You have to hand it to John Howard. The man who immortalised himself as "Lazarus with a triple bypass" has reached from just beyond the point of political extinction to achieve his ultimate personal aim; denying Peter Costello his chance to lead the Liberal Party.

Howard has likely incinerated two generations of Liberal leadership on the bonfire of his own vanity.

The price of Howard's fatal misjudgment of his own worth is Costello's exit and the consignment of the Liberal Party to at least two and perhaps three terms in Opposition.

Howard is no doubt well pleased with his work. As the Liberal Party tastes the bitter dregs of defeat and digests the effective departure of Costello we now realise why the outgoing prime minister constantly lectured his party room against hubris. Because all along it was the dark whisper that fluttered at the core of his own being.
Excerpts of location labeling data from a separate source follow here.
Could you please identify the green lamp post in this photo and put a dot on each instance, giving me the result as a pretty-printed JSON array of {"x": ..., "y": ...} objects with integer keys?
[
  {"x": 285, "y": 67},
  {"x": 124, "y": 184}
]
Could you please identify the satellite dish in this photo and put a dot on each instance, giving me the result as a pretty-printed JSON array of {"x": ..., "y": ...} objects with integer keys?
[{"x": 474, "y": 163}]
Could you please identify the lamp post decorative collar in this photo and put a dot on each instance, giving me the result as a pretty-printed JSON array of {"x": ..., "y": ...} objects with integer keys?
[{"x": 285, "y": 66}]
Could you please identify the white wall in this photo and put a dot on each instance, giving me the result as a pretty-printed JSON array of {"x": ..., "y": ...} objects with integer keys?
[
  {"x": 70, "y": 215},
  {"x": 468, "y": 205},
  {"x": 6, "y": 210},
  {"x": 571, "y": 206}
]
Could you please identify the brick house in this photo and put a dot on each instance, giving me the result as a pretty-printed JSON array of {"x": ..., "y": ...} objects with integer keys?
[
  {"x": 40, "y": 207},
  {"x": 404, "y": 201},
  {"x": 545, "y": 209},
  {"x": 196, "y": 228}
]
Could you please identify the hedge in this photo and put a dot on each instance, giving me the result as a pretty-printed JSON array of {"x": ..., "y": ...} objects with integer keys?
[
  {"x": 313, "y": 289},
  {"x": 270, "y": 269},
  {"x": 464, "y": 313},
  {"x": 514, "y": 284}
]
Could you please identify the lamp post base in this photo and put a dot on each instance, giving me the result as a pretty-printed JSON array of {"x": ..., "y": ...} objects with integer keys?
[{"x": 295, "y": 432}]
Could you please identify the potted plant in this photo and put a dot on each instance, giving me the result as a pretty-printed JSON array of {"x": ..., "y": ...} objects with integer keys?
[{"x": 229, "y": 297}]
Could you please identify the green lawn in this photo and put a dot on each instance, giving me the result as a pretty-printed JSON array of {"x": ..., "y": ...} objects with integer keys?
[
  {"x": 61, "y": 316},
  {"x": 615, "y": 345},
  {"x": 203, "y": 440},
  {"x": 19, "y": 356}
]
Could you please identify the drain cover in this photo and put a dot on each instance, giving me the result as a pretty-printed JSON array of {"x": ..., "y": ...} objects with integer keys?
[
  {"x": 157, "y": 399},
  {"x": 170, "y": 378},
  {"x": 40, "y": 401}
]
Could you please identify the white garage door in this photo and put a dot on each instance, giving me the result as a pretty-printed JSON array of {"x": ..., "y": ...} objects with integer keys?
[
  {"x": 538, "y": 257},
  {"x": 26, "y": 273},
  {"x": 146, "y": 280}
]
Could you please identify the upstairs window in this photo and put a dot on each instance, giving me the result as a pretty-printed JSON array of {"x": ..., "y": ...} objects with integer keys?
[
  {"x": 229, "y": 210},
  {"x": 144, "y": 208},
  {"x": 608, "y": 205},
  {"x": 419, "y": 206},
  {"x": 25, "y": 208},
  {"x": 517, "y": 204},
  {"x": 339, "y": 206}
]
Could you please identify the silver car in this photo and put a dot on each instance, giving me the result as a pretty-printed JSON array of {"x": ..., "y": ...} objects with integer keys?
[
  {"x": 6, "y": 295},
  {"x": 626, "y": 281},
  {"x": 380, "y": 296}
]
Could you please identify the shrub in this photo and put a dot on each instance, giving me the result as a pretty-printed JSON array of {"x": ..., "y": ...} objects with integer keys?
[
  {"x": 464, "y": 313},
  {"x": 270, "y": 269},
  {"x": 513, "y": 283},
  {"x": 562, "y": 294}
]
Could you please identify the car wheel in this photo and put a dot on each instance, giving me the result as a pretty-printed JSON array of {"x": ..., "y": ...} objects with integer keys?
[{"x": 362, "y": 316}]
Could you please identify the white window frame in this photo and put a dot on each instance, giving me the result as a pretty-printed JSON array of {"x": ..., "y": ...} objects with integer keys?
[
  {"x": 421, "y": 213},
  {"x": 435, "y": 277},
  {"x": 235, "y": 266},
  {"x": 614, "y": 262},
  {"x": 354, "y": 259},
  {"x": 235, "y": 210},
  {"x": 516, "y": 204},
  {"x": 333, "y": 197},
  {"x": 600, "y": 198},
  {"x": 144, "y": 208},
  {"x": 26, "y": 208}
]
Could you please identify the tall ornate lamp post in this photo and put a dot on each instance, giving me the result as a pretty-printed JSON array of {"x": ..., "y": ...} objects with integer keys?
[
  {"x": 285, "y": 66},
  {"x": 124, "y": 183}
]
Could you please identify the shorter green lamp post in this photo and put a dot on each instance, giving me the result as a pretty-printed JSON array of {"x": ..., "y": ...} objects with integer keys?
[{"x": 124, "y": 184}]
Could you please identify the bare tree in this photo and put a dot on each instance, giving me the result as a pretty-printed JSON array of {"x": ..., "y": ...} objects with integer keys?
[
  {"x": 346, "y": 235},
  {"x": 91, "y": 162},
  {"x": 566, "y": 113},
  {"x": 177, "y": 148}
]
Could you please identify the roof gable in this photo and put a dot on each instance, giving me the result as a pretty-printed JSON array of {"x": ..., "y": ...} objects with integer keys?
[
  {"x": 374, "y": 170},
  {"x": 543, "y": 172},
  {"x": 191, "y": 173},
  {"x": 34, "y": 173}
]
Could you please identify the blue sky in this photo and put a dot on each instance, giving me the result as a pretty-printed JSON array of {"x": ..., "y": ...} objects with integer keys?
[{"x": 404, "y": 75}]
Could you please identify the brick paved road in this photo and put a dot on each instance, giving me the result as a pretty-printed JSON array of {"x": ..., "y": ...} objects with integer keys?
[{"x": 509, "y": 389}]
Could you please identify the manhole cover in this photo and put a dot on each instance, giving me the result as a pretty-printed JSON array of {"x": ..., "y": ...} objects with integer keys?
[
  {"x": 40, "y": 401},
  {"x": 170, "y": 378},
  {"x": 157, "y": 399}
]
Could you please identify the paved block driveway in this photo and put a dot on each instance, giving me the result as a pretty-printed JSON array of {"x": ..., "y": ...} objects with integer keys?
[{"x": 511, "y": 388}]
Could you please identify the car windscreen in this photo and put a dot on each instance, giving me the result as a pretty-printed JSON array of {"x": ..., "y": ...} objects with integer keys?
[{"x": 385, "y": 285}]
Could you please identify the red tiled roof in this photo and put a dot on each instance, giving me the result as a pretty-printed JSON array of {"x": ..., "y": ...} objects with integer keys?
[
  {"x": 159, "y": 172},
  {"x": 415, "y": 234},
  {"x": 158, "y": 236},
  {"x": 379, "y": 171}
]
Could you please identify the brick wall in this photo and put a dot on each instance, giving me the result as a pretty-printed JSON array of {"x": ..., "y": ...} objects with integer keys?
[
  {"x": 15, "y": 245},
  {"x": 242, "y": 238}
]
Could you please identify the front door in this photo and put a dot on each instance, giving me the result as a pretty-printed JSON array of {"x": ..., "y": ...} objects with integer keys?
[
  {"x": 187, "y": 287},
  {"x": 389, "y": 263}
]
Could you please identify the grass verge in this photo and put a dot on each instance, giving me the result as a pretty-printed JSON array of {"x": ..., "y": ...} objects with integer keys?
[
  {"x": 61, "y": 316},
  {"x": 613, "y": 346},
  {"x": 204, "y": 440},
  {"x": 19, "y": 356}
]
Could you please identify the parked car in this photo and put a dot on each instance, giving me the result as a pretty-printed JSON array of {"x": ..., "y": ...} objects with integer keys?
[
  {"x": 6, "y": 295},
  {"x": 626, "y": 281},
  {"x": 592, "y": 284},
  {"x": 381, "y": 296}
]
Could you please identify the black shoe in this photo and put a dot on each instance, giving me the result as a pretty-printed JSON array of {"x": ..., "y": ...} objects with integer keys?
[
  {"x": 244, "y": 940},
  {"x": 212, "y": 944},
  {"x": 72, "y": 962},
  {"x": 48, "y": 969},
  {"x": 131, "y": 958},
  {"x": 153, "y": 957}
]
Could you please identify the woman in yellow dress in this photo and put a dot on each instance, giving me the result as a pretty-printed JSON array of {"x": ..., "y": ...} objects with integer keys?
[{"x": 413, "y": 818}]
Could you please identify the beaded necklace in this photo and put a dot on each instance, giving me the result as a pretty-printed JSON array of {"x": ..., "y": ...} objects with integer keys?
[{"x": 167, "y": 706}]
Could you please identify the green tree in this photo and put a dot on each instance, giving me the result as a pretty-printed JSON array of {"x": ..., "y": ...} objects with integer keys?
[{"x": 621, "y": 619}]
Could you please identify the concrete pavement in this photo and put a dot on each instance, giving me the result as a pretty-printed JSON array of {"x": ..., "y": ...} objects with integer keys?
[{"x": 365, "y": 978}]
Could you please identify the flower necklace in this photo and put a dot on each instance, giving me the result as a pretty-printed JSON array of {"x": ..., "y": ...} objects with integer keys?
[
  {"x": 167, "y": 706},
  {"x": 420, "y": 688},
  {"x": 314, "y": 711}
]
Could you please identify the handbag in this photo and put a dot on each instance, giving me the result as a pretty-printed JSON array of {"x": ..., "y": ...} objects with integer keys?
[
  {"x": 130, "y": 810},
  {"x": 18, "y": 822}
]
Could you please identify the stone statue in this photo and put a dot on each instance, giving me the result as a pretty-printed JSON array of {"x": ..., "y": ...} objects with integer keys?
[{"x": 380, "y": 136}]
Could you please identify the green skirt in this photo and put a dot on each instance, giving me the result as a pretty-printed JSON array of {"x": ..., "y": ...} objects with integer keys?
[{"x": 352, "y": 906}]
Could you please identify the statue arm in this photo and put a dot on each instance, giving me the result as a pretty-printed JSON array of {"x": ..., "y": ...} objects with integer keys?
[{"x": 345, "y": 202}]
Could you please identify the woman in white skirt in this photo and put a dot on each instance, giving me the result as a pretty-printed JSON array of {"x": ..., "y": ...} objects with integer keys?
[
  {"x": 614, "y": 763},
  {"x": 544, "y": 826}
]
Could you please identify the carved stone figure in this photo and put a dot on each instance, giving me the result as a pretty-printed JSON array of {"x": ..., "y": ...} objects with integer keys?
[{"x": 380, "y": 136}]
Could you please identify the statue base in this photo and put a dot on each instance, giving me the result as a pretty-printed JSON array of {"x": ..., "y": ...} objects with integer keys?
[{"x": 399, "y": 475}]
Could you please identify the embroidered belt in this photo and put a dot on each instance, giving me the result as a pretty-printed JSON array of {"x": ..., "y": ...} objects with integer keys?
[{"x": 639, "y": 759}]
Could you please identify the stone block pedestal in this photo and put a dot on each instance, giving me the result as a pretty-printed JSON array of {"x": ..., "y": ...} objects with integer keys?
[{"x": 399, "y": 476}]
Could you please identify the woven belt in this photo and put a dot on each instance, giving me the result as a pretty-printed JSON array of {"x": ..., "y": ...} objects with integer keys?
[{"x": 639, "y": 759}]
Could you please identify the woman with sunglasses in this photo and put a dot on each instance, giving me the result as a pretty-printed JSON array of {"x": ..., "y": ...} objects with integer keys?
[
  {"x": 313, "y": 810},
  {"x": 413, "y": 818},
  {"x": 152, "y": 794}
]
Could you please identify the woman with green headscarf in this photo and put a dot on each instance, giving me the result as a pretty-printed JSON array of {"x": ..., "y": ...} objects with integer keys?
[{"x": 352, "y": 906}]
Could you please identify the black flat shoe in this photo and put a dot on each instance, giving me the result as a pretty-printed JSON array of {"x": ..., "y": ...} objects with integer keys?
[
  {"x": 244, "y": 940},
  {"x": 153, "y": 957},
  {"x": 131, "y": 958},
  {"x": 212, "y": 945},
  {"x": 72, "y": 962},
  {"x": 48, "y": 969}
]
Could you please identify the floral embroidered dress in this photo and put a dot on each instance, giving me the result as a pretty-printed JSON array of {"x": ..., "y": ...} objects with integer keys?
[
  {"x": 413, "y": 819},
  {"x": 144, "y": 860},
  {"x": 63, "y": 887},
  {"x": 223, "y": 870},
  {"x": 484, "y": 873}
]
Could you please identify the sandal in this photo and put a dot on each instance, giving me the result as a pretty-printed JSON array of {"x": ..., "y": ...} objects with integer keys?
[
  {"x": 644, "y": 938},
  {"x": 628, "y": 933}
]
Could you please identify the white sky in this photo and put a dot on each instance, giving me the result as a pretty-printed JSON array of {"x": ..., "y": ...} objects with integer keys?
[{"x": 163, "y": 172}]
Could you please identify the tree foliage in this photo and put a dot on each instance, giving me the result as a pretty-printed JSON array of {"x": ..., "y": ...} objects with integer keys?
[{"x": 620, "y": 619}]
And on Saturday night he finally succumbed to that spirit by playing out the last act in a succession of acts of wilful pride that eventually took his party down with him. Having ignored the repeated urgings of his colleagues to go both in his own interests and those of his party, Howard's hubris saw him finally dare the voters to dispatch him. They obliged, ultimately convinced it was the only way to get rid of him.

We'll have to come back to Milne's toxic spew at Howard. It's too good not to dissect further.


John Howard knows who to blame. Himself. Well, kind of :

"I accept full responsibility for the Liberal Party campaign and I therefore accept full responsibility for the Coalition's defeat in this election campaign...."

Good to see John Howard taking "full responsibility" for one of his awful decisions (to stay on when he should have handed over to Treasurer Peter Costello).

Update : I've realised hours later that Howard only took "full responsibility" for the campaign, not for his decision to stay on past his use-by date

Of course, Howard's decision to finally take "full responsibility" for something came at the very same moment he was announcing he was going to be leaving Australian politics for good.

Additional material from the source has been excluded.